WFR (Wilderness First Responder)
Last week, I had the pleasure (and consternation) of attending a Wildneress Medical Associates certification class to become a certified Wilderness First Responder. You may hear people mention “woofer” when referring to this certification, but I can guarantee you it has nothing to do with dogs, werewolves, or hucking up undigested Mexican food. It is in fact a medical certification that infuses a vast amount of back country medical information into your brain in a relatively small amount of time. Typically this class lasts for 8 days. I opted to take their condensed 5 day course, which has the reputation for bruising and bashing all information receiver type brain cells in your cranium. A large amount of pre-course work is required for this format. Believe me, I would have rather taken the 8 day course, but since I have a very limited amount of precious vacation time away from my current job, the necessity for preservation of as much vacation time as possible led me to take the 5 day course. Some interesting information you learn about in this course includes: how to set bones, how to reduce simple dislocations (shoulder, patella, digits), how to take vitals, how to treat anaphylaxis, how to deal with asthma attacks, back country CPR, how to manage wounds in the back country (including impaled objects), spine injury assessment and stabilization, basic life support techniques, how to splint/stabilize broken bones, and how to administer Epinephrin (EpiPen or injection). Even now, just thinking about all that information gives me a slight recoil and stress response.

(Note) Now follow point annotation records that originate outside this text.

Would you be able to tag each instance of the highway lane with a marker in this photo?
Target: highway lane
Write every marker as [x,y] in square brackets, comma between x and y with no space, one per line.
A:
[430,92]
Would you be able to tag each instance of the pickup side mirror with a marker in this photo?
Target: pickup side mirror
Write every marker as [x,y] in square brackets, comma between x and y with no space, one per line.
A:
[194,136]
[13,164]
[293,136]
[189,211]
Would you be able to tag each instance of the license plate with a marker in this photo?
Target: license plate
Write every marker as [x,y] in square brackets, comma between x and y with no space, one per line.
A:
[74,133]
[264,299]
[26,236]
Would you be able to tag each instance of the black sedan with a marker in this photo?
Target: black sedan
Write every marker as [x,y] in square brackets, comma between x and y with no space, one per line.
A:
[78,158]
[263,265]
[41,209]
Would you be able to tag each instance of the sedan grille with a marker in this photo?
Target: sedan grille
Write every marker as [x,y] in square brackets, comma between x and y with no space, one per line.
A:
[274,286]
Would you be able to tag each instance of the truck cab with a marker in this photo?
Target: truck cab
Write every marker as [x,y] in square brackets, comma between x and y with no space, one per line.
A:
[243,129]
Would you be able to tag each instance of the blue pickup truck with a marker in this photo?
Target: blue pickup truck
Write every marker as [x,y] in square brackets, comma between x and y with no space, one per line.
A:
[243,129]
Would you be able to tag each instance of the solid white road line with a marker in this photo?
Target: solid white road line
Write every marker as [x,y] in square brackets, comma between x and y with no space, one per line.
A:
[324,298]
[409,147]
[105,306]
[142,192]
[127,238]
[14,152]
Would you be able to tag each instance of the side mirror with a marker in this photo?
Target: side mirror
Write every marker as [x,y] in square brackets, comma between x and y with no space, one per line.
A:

The class not only includes all of the above information, but also how to approach and assess patients in the field. There are many simulation drills which require you to approach a person, determine their condition, and decide how they should be treated immediately.
The last simulation of the class was part of the “pass or fail” assessment criteria for certification. My case involved a patient who had been struck by lightning, fell off of the top of a rock, and fractured their pelvis. When I arrived on the “scene”, the patient was unresponsive (unconscious), had no pulse, was not breathing, and a “friend” was in complete panic mode, beating on the patient’s chest and saying “Don’t die, Matt! Don’t die!”. After pulling the frantic friend away from Matt, I checked Matt’s pulse and found none. I moved Matt to a flat area, started doing CPR, and sent the secondary (we were working in pairs) to get the AED. For the layman, an AED is the thing in the hospital that shocks the bejeezus out of you when you are basically dead, and the shock is preceeded by “Clear!”. My associate returned with the AED and we administered. The patient’s pulse came back, but no breathing. I administed rescue breathing for a few minutes, and then the patient coughed and starting breathing. Whew! At least he’s not dead any more… Now the hard part, assessing the rest of the problems the patient could be having, deciding if they require urgent evacutation, and utilizing the proper technique in treating each problem. We did a complete head to toe examination of the patient, noticed an irregular heart beat and vital signs that indicated volume or cardiogenic shock, and then assessed the fractured pelvis. We stabilized/bound the fractured pelvis, transferred the patient to a litter (while maintaining his spine in a stabilized anatomical position), and transported him to an air field. I hope that scenario never happens in real life!
In the end, this class was amazingly eye opening and well structured. The phrase “knowledge is power” takes on a different context when the knowledge can save a person’s life. Or drastically improve their situation after an accident. I really hope that I never have to use any of the techniques or information I learned in this class on a client or friend, but if a situation develops where I need the information, I am ready!